US: Does A “Patient” Fed Risk Becoming A “Complacent” Fed?

Jerome Powell's relaxed attitude to inflation signals no policy action anytime soon, but this could risk storing up trouble down the line.

"Some time" before Fed action is coming

Jerome Powell has been interviewed at the Wall Street Journal Jobs Summit on a range of issues relating to the economy, but the main takeaway is that the Fed remains in no hurry to shift its position that inflation is likely to be “transitory” and if that is the case they can be “patient”. They won’t change policy until there is “substantial further progress” and this could take “some time”.

This confirms that the March 17 FOMC meeting will be a non-event with the Fed firmly in holding pattern despite the positive news on vaccines, the prospect of significant further fiscal stimulus, and a very strong start to the year for the economic data.
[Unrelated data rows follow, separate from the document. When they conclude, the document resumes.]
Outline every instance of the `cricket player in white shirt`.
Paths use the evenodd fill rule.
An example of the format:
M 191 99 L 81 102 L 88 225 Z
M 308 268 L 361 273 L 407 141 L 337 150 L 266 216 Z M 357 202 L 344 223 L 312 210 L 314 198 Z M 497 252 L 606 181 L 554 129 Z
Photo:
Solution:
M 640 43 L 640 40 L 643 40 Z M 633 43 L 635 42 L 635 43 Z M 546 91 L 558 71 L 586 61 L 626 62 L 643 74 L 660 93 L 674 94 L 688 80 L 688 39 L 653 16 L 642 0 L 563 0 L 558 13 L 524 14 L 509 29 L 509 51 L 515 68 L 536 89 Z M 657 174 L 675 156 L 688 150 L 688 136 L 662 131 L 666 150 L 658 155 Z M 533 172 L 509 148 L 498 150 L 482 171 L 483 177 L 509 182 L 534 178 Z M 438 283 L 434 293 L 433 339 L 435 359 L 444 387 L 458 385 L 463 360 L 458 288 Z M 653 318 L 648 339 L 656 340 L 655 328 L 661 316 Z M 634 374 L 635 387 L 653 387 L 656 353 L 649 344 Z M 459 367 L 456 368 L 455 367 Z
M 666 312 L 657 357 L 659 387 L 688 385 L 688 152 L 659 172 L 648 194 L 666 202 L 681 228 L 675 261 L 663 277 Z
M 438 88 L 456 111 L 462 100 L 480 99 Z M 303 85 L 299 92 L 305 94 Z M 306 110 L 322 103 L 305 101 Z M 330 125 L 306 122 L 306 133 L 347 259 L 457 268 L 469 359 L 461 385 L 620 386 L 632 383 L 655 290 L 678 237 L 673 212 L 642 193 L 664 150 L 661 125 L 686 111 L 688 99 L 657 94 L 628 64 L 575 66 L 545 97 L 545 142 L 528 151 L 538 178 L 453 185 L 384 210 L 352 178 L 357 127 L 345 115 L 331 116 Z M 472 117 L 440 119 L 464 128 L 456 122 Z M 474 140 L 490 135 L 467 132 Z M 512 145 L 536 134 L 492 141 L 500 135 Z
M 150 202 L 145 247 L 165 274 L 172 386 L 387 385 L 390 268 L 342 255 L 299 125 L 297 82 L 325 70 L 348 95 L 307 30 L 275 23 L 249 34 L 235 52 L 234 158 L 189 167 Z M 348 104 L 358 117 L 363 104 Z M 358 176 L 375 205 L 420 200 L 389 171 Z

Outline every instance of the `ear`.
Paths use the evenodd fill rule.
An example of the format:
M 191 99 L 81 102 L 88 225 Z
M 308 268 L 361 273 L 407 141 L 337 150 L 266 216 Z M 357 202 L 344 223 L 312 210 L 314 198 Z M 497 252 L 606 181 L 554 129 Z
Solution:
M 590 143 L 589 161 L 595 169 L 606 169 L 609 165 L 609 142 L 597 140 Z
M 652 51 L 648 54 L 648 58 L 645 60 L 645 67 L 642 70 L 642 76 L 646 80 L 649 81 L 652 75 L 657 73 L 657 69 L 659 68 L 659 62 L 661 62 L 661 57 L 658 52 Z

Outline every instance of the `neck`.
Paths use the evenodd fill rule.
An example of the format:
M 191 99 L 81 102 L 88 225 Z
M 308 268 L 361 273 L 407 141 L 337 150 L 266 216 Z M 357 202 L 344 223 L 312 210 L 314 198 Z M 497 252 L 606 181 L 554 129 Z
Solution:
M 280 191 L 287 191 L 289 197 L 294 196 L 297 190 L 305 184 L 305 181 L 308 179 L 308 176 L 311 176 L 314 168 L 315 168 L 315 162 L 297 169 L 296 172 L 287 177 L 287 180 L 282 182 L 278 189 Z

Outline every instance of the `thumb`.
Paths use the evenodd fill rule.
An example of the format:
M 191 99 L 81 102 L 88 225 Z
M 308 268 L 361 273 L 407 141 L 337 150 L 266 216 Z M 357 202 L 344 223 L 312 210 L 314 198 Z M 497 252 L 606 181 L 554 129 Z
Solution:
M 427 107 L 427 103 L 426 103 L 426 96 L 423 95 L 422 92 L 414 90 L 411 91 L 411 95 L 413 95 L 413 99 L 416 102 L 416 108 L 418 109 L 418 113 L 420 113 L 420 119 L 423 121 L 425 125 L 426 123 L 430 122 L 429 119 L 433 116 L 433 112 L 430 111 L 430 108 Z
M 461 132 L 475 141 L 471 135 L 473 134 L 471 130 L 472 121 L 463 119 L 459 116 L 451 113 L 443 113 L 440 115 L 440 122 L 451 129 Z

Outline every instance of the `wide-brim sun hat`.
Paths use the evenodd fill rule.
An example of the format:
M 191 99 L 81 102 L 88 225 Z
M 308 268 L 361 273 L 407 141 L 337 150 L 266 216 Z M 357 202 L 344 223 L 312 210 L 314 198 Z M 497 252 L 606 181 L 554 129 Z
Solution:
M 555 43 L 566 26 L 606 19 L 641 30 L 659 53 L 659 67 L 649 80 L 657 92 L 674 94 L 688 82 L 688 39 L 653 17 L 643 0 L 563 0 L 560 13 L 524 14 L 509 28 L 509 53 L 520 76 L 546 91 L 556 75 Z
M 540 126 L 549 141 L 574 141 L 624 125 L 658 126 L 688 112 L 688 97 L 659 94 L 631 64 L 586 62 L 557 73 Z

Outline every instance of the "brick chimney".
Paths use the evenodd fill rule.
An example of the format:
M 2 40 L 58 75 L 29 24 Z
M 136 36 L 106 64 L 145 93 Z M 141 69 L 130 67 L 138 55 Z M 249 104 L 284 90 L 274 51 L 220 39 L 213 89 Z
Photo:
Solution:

Chair Powell emphasized the Fed’s dual mandate and how it has changed as a result of their long-term strategy review – emphasizing “shortfalls” rather than “deviations” as in the past on employment and the move to “average” inflation targeting.

While he accepted there is good reason to expect a job pick-up, “we need it” as there are still 10 million people fewer in work than before the pandemic struck. To get “substantial further progress” he would need to see wages picking up and broad-based gains in employment – they won’t just be looking at the unemployment rate. We won’t get to full employment this year, but he is hopeful that the economy can make “good progress”.

Inflation set to be "transitory"

Regarding inflation, he commented that it remains below 2% and they can tolerate an overshoot. Moreover, it is important to keep inflation expectations anchored at 2%. Combining this with the fact that so many people remain without a job he argued that the Fed are still “a long way from our goals”.